I know I have never seen or been told about what to look for. Well not surprising, if the doctor can tell me I’m cancer free – he has no reason to tell me what to look out for.
I also believe and hope he had more than giving me positive encouragement for his statement. At dx I was to be on Arimidex or Tamoxifen for 5 years. The Arimidex did not agree with me – how ever there was no pressure to take any other hormone inhibiter. The choice whether to or not was mine. I hope if I had made a bad decision the doctor would have explained the importance of further medication.
My crazy immune system has caused me problems than the primary breast cancer ever did and just as likely to kill me.
However I will certainly query his statement at my next check up – in the mean time I will support a N.E.D campaign. This seems to be a sensible statement for all of us who have had cancer.


Well said! Well said Holeybones and everyone else!

I know there are thousands of us who scream with frustration every time we hear the phrases ‘all clear’ and ‘remission’.

When I was diagnosed the first time I remember asking one of my oncologists ‘So do I ever get an all clear then?’ He replied ‘If it hasn’t come back in 20 years then I’ll give you an all clear.’

Of course he was too right - had another primary in the other breast 4 years later (at the age of 35.)

Maybe if we all get together we can persuade health professionals and the media not to use these misleading terms!


Agree! My friend was recently told by her oncologist that she “wasn’t going to die” of her cancer. She had high grade tumour with nodal involvement.

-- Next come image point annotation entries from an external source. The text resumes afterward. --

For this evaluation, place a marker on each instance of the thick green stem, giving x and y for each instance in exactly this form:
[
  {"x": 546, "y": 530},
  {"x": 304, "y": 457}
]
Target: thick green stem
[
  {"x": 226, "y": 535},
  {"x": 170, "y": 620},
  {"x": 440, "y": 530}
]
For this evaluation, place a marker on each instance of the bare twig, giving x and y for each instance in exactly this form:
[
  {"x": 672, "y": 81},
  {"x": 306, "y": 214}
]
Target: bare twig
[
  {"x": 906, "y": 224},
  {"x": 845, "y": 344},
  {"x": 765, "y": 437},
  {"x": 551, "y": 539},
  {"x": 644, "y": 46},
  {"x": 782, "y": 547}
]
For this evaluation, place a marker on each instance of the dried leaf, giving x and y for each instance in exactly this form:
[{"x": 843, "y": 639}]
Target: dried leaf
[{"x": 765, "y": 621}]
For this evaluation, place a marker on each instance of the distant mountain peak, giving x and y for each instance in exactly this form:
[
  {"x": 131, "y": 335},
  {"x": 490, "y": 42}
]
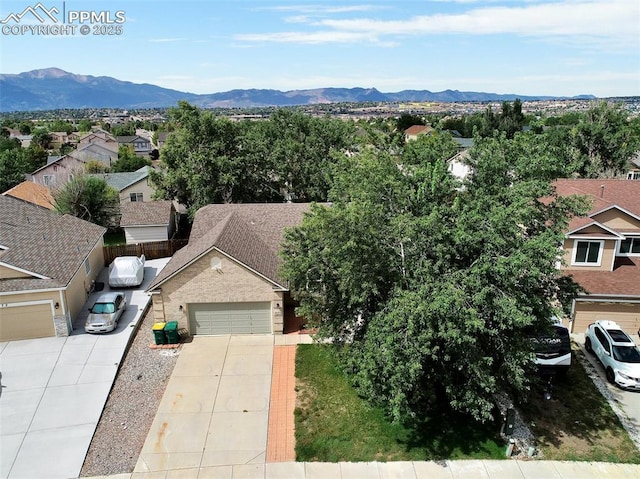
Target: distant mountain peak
[{"x": 53, "y": 88}]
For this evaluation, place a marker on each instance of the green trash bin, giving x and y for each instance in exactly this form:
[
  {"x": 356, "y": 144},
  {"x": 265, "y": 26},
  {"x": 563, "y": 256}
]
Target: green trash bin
[
  {"x": 158, "y": 333},
  {"x": 171, "y": 332}
]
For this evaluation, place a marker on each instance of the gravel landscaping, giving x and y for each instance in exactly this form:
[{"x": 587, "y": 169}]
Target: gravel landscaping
[{"x": 131, "y": 405}]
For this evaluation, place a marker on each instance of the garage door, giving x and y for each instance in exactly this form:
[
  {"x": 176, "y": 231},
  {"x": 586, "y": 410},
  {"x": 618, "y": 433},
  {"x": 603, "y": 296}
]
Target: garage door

I hope I was able to conceal my surprise as this very vulnerable person was thrilled by this, understandably and I didn’t feel like being the one to suggest any different. Maybe sometime in the future we can have that conversation. But really, what was the point of that remark? Best wishes to all xx

Cancer Free I have only know one person who was given the “you are now free of Cancer” this was after intense Chemo & Radiotherapies. This person was being treated for oesophagus cancer by the way - when given the news his family was extatic - telling everybody they had been given the “all clear”.

3 months later this person died.

When questioned the experts said that the Cancer Free statement was for after the treatment only, the cancer came back in vital organs, spreading too fast to be treated further.

David W

And yet, there are those for whom it never rears its ugly head again. We must not lose track of this. Some of us will be lucky, but as this is such an unpredictable disease, we cannot say whom.